Since development of the nitride LED, technological advancement has been made remarkably to broaden the scope of application of the nitride LED. Accordingly, the LED has been significantly researched as a light source for general lighting. Particularly, conventionally the nitride light emitting device has been mainly used as parts employed in a mobile product of low current and low output. However, recently, the nitride light emitting device has seen its application expanding to the high current and high output field. This has led to an urgent need for developing an LED structure with high efficiency in a high current.
FIG. 1 is a cross-sectional view illustrating a conventional nitride semiconductor device.
Referring to FIG. 1, the nitride semiconductor device 10 includes a sapphire substrate 11, and an n-type nitride semiconductor layer 12, an active layer 15 of a multiple quantum well structure, a p-type nitride semiconductor layer 17 and a transparent electrode layer 18 formed sequentially on the sapphire substrate 11.
The n-type nitride semiconductor layer 12 is partially etched to provide an area for forming an n-electrode 19a. A p-electrode 19b is formed on the transparent electrode layer 18.
Here, the active layer 15 is formed of a multiple quantum well structure having a plurality of quantum well layers 15a and quantum barrier layers 15b deposited alternately with each other.

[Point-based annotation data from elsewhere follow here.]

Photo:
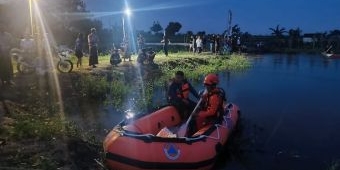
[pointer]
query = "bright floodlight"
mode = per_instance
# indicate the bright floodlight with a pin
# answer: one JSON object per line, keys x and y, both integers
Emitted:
{"x": 127, "y": 12}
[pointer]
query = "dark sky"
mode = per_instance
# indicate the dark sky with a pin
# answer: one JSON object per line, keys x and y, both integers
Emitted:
{"x": 253, "y": 16}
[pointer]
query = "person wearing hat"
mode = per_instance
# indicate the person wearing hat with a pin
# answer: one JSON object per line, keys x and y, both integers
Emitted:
{"x": 93, "y": 40}
{"x": 178, "y": 95}
{"x": 212, "y": 102}
{"x": 6, "y": 67}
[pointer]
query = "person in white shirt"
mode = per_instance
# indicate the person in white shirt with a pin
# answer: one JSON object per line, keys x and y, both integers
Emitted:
{"x": 93, "y": 43}
{"x": 199, "y": 44}
{"x": 27, "y": 46}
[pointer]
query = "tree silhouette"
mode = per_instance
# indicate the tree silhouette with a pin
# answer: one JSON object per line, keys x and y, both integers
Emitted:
{"x": 172, "y": 28}
{"x": 278, "y": 32}
{"x": 156, "y": 27}
{"x": 294, "y": 37}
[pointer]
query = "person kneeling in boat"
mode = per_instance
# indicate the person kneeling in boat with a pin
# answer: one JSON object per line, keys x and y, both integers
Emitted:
{"x": 211, "y": 105}
{"x": 178, "y": 95}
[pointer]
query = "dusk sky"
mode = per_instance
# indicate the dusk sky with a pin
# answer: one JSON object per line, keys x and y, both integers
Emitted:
{"x": 253, "y": 16}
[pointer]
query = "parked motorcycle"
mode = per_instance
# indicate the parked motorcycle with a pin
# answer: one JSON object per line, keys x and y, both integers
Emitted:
{"x": 64, "y": 64}
{"x": 27, "y": 64}
{"x": 115, "y": 57}
{"x": 146, "y": 56}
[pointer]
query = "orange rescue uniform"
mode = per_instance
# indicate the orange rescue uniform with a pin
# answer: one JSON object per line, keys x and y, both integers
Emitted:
{"x": 213, "y": 102}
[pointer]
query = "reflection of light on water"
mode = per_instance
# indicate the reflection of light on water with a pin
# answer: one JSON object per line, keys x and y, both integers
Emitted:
{"x": 129, "y": 114}
{"x": 139, "y": 74}
{"x": 54, "y": 79}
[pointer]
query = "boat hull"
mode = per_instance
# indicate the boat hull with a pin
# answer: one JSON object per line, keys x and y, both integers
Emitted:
{"x": 135, "y": 145}
{"x": 329, "y": 55}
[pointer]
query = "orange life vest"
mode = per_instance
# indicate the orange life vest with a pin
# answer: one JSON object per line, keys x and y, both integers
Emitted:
{"x": 184, "y": 91}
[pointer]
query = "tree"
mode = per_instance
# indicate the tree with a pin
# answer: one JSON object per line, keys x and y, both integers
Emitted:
{"x": 156, "y": 27}
{"x": 294, "y": 37}
{"x": 278, "y": 34}
{"x": 236, "y": 31}
{"x": 172, "y": 28}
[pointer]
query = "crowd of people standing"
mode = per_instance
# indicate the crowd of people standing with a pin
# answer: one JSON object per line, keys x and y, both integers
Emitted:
{"x": 212, "y": 43}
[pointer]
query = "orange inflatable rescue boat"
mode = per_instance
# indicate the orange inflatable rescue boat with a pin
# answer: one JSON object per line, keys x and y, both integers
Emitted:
{"x": 145, "y": 142}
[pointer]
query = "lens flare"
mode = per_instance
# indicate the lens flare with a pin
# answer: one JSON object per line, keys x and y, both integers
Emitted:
{"x": 48, "y": 37}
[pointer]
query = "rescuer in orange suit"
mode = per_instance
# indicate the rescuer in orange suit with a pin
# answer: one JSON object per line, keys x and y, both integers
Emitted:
{"x": 212, "y": 102}
{"x": 178, "y": 95}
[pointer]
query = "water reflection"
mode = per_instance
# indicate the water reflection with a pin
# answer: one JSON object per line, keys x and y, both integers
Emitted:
{"x": 290, "y": 113}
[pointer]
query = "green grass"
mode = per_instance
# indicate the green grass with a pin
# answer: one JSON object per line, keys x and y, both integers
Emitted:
{"x": 195, "y": 66}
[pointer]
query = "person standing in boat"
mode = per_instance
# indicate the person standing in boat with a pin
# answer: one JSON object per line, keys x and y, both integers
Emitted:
{"x": 178, "y": 95}
{"x": 93, "y": 40}
{"x": 166, "y": 43}
{"x": 212, "y": 103}
{"x": 79, "y": 49}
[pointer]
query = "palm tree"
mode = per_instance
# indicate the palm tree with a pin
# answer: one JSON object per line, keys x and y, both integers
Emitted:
{"x": 278, "y": 34}
{"x": 294, "y": 37}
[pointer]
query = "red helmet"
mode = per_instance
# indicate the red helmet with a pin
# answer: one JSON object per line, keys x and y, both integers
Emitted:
{"x": 211, "y": 79}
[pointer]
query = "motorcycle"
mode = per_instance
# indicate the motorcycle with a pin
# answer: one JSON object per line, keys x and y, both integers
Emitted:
{"x": 27, "y": 64}
{"x": 115, "y": 57}
{"x": 146, "y": 56}
{"x": 64, "y": 64}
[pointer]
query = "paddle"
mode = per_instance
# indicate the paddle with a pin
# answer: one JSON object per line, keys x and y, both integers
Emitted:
{"x": 330, "y": 47}
{"x": 184, "y": 128}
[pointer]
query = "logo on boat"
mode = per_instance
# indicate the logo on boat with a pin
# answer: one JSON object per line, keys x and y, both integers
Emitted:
{"x": 171, "y": 151}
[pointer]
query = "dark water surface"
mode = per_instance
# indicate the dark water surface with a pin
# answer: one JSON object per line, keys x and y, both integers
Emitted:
{"x": 291, "y": 107}
{"x": 290, "y": 113}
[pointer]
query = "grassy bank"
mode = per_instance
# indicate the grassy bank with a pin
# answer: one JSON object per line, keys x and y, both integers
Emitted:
{"x": 102, "y": 85}
{"x": 36, "y": 134}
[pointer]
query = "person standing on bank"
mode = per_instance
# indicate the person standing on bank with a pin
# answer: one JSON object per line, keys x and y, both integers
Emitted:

This nitride semiconductor device has emission efficiency determined largely by recombination probability of electrons and holes in the active layer, i.e., internal quantum efficiency.
To enhance internal quantum efficiency, studies have been directed at increasing the number of effective carriers involved in light emission by improving a structure of the active layer. That is, to ensure a greater number of effective carriers in the active layer, there has been a need to reduce the number of carriers overflowing outside of the active layer.
Also, carriers are limitedly injected to a specific local area of the active layer to thereby reduce an effective active area in the total active layer. Such a decline in the effective active area directly leads to degradation in light emitting efficiency. This accordingly has called for a method for assuring recombination in the entire active layer.
A more detailed description will be given with reference to FIG. 2.
FIG. 2A illustrates a simulation result for carrier concentration of an active layer having seven pairs of quantum well layers and quantum barrier layers with a thickness of 30 Å, and 150 Å, respectively in a conventional nitride semiconductor device. FIG. 2B illustrates a simulation result for rediative recombination rate of an active layer having seven pairs of quantum well layers and quantum barrier layers with a thickness of 30 Å, and 150 Å, respectively in a conventional nitride semiconductor device.
First, according to the carrier concentration (electrons indicated by a dotted line and holes indicated by a solid line) shown in FIG. 2A, the holes are relatively less mobile than the electrons and thus with increase in the number of pairs, the holes are far less likely to survive. With a greater distance of the electrons and holes from the n-type and p-type nitride semiconductor layers, respectively, the electrons and holes are less distributed. But the holes are relatively more rapidly decreased. Thus, as shown in FIG. 2B, effective recombination probability is shown high in a quantum well layer located in an area II near the p-type nitride semiconductor layer.
The effective recombination probability of the active layer as described above may be much further decreased notably when utilized in a lighting device requiring a high current. Therefore, this has led to a need in the art for a multiple quantum well structure capable of increasing emission efficiency when the light emitting device operates in a high current.